The Chair Liberal James Maloney

Thank you.

Mr. Schmale.

4 p.m.

Conservative

Jamie Schmale Conservative Haliburton—Kawartha Lakes—Brock, ON

Thank you very much, everyone, for attending. We do appreciate your time.

Mr. Thomson, could you just clarify something for me? When you say that any plan in Canada needs to be “gender-responsive”, can you tell me your exact meaning? I just want to be clear on what you meant by that.

4 p.m.

Policy Specialist, Extractive Industries, Oxfam Canada

Ian Thomson

Yes, as I was alluding to earlier, there are moves under way to bring more systematic approaches to doing federal impact assessments. At the moment, it's done on occasion, depending on the project, but Bill C-69 would have it as a factor in impact assessments.
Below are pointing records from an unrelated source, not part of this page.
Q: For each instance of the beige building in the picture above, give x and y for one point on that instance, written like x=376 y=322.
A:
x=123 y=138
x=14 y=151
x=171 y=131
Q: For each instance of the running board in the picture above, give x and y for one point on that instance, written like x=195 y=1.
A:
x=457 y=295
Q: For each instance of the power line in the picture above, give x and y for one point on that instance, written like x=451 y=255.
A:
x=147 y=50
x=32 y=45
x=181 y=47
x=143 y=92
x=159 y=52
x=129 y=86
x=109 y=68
Looking at the gender-differentiated economic, social and health impacts would be part of any federal study of a project. The approval process and the mitigation strategies that would be attached to a project, if approved, would take into account those gender-differentiated impacts.
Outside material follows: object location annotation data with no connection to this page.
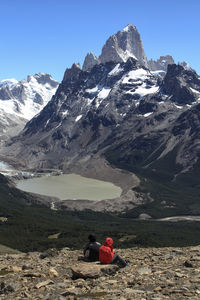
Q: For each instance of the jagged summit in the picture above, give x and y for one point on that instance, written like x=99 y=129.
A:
x=21 y=100
x=90 y=61
x=118 y=48
x=161 y=63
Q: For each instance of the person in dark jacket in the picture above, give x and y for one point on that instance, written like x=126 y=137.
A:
x=91 y=250
x=108 y=256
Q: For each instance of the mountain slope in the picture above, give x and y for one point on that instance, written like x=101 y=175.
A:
x=21 y=100
x=125 y=113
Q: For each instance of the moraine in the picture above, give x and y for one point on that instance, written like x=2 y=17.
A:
x=70 y=186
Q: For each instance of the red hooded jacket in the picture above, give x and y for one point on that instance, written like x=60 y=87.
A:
x=106 y=251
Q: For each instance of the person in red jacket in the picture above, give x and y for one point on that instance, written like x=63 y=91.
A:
x=108 y=256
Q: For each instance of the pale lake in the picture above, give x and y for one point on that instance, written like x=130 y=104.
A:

Now, that would necessarily involve the participation of men and women in expressing how they understand what those impacts would be. The fact that it's participatory, I think, would also open up avenues for people to express their views on the project and to have that sort of analysis brought to bear. It's our hope also that the analysis will actually develop within regulators and federal institutions, so that the more gender-based analysis is applied to understanding and evaluating projects and developing mitigation strategies, the more expertise there would be, both within our regulators and in our approval processes. It is also our hope that project proponents would come forward having done more of this analysis from the outset. Increasingly, it would just be expected that industry would take into account and mitigate gender impacts.

4 p.m.

Conservative

Jamie Schmale Conservative Haliburton—Kawartha Lakes—Brock, ON

I'm curious. Are there any situations you're aware of in which indigenous women were not heard from in our current consultation process?

4 p.m.

Policy Specialist, Extractive Industries, Oxfam Canada

Ian Thomson

The examples I was giving in other countries were more—

4 p.m.

Conservative

Jamie Schmale Conservative Haliburton—Kawartha Lakes—Brock, ON

I mean in Canada.

4 p.m.

Policy Specialist, Extractive Industries, Oxfam Canada

Ian Thomson

In Canada, we haven't statistically studied who is participating and who isn't. That's not our research.

4 p.m.

Conservative

Jamie Schmale Conservative Haliburton—Kawartha Lakes—Brock, ON

Would you not say we have a fairly open consultation process?

4 p.m.

Policy Specialist, Extractive Industries, Oxfam Canada

Ian Thomson

I'd say the women who were at this gathering that we sponsored felt that the systems were not open to hearing from all of their views.